Priority and Decode-First Scheduling

Many production schedulers care more about keeping existing streams smooth than about starting every new request immediately. A user notices TPOT jitter right away, while a modest TTFT increase on a newly arrived long prompt is often less damaging. That leads to policies such as decode-first scheduling, per-tenant priorities, and SLO-aware admission control.[3]

Preemption Strategies

When GPU memory is full (KV cache blocks are exhausted), the scheduler must either pause work, evict state, or stop admitting new requests. Two common recovery strategies are:

  1. Swap Out (CPU Offload): Move the victim request's KV cache from GPU VRAM to CPU RAM.
    • Pros: Saves progress; cheap to resume if PCIe bandwidth is available.
    • Cons: High latency penalty for the swapped-out request.
  2. Recomputation: Drop the KV cache entirely and re-run the prefill phase when the request is rescheduled.
    • Pros: Zero memory overhead on CPU; simple to implement.
    • Cons: Wastes GPU compute; works best when the prompt is short (low prefill cost).

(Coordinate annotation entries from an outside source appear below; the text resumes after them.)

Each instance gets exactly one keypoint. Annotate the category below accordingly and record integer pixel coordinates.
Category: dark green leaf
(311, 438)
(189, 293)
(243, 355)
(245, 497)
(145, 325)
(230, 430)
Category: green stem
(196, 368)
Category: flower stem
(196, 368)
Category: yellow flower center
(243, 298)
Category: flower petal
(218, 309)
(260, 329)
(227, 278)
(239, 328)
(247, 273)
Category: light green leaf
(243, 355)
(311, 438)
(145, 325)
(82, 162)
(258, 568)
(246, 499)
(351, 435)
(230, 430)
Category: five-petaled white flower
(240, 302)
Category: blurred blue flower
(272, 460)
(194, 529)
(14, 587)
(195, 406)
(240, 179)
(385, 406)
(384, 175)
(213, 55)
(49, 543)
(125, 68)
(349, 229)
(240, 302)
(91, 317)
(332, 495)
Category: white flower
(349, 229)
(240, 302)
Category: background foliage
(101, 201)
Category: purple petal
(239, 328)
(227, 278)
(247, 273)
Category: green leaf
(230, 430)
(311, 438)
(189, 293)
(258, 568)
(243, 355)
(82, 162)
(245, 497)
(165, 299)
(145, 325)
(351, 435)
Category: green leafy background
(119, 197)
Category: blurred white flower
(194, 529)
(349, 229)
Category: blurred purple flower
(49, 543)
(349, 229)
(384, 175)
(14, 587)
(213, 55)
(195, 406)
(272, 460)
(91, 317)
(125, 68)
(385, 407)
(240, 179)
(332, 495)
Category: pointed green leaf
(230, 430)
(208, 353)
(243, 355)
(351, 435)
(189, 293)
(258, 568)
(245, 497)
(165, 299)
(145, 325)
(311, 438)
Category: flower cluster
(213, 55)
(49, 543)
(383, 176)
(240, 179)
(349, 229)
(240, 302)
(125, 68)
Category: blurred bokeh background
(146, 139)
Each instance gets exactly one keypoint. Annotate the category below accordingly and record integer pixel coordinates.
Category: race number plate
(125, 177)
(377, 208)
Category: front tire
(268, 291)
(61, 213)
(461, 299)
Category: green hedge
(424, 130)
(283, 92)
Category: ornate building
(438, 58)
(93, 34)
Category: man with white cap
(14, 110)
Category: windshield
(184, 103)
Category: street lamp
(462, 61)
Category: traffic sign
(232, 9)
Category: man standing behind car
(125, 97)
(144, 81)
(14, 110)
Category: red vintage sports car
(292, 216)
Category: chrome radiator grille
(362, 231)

These are design options, not universal defaults. The cheaper choice depends on prompt length, host-device bandwidth, and how expensive replaying prefill would be. Recomputation can be better when prompts are short enough that rebuilding state costs less than moving KV blocks off the GPU. Swapping matters when discarded state would be expensive to rebuild. If you tune a particular engine, check its current scheduler documentation and trace preemption events rather than assuming one policy is active.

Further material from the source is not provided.